I'm using ts but i think i will store date, and no ts.
3 EDIT
I will do like Sammaye. Store in separate document. Take a look at: http://mongly.com/Multiple-Collections-Versus-Embedded-Documents/#1 and http://openmymind.net/2012/1/30/MongoDB-Embedded-Documents-vs-Multiple-Collections/
#Stennie make a pretty complete answer.
However recently I did a similar thing in PHP for my website. The first thing to understand is whether you are doing a notification system or a wall (the two are very different), it seems unclear to me and I am not sure what you mean by:
How do for brought at the page ? For exemple, when i click in a link
in my inbox for stackoverflow, i'm redirect to the page. But me, i
have a system that is multipage for exemple: I have 100 friends. There
are listed 30 per page. So when i click on the notification i can't
redirect to the because it's impossible to know the good page (users
can be removed).
That is not very good English and is very confusing when I read it. If you can expand on that I am sure people can answer better.

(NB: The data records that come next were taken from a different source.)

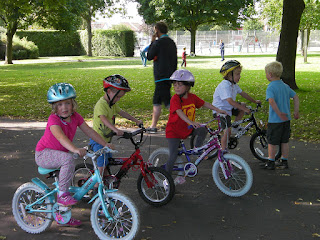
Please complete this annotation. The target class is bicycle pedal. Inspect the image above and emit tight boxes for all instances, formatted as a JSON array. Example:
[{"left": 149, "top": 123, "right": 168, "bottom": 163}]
[{"left": 58, "top": 203, "right": 71, "bottom": 212}]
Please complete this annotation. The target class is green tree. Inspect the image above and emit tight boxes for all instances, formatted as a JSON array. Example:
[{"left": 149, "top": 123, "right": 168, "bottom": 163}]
[
  {"left": 80, "top": 0, "right": 126, "bottom": 56},
  {"left": 0, "top": 0, "right": 81, "bottom": 64},
  {"left": 277, "top": 0, "right": 305, "bottom": 89},
  {"left": 136, "top": 0, "right": 253, "bottom": 52},
  {"left": 243, "top": 18, "right": 264, "bottom": 31}
]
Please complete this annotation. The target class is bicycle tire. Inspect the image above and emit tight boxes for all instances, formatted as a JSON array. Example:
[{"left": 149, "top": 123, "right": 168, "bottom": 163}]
[
  {"left": 137, "top": 167, "right": 175, "bottom": 207},
  {"left": 12, "top": 182, "right": 53, "bottom": 234},
  {"left": 190, "top": 134, "right": 218, "bottom": 159},
  {"left": 148, "top": 148, "right": 184, "bottom": 176},
  {"left": 212, "top": 154, "right": 253, "bottom": 197},
  {"left": 90, "top": 192, "right": 140, "bottom": 240},
  {"left": 250, "top": 130, "right": 281, "bottom": 162}
]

For a notification system I found that a large collection of notification objects also worked. So I had a schema like:
{
_id: {},
to_user: ObjectId{},
user_id: ObjectId{}, // Originating user
custom_text: "has posted a new comment on your wall post",
read: false,
ts: MongoDate()
}
And this would literally be the document I have to produce notifications. Each time a user commits an action that generates a notification it writes a new row to the DB with to_user being populated each time with each user needing to be notified. As for multiple users commiting the same action I actually convert the user_id field in a list of OjbectId's so I can say:
Sam, Dan and Mike all commented on your wall post
I then query by ts storing the last ts that the user looked at in their row allowing me to do a range based query on the newest notifications each time. This works quite well for sharding and querying in my personal experience.
Hope it helps,
Whether to embed or link is a common question for data modelling in MongoDB. If your number of notifications is going to be unbounded, you are likely going to be better saving these in a separate collection.
The current 16Mb document limit actually isn't as much as an issue as some other considerations:
A performance issue you may encounter by including all notifications in a single document is that fast-growing documents may also need to be relocated in the database more frequently (see Padding Factor).
You may want to be applying multiple updates to a document (such as setting a "read" flag on notifications) in a very short period of time, which means more contention for updating the same document (see Atomic Operations).
In order to implement paging you can use limit() in combination with a range query or skip(). A range query (eg. based on an indexed notificationDate) will make more effective use of indexes and perform better than skip() as your collection grows.